To this dangling obscenity the bear-thing moved. Its eyes were no longer afraid, but glazed and dulled by the strength of that musky lure. Its movements were fluid and trancelike.
It arose on sturdy hind limbs and struck at the gourd with a gentle paw, sending it jouncing to one side on its long green vine. As it bobbed back, the creature struck it off in the opposite direction with a sharper blow.
Jerry watched in fascination. The gourd swung faster; the mottled pink-white alien creature swayed and wove its forelimbs and thick body in a ritual dance matching the tempo of the arcing gourd.
Then Jerry noted that the vine was unlike earth-vines which parasitically employ treetops as their unwilling trellises. It is a limp extension of the tip of a tree branch itself.
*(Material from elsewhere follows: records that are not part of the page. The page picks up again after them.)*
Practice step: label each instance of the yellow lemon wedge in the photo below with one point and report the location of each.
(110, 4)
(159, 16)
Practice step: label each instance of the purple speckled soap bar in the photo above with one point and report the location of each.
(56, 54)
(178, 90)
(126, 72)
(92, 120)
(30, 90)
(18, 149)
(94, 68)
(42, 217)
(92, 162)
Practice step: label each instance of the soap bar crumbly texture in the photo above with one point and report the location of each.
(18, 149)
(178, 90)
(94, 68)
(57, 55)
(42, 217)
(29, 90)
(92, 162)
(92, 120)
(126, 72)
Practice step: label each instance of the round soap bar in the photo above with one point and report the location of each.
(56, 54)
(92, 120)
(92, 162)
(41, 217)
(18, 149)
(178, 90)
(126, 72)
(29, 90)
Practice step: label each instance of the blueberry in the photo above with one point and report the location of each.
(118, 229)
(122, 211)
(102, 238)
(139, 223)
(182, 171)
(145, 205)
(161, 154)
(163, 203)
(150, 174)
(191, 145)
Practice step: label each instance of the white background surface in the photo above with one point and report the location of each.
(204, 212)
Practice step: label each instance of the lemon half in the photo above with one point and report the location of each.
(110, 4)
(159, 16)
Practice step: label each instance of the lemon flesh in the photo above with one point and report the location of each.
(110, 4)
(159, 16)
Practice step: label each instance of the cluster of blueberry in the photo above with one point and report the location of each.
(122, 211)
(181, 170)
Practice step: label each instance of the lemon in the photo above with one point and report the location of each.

So were all the other vines in that green matting overhead.
A ripping sound yanked his gaze back to the dazed creature and the gourd again.
A ragged tear had riven the side of the gourd. Tiny coils of green were dribbling out in batches, like watchsprings spilled from a paper bag. They struck with a bounce and wriggle on the resilient brown mulch. And then, as they straightened themselves, Jerry knew them for what they were: Miniature versions of the grasshopper-things, shaped precisely like the adults, but only a third as large.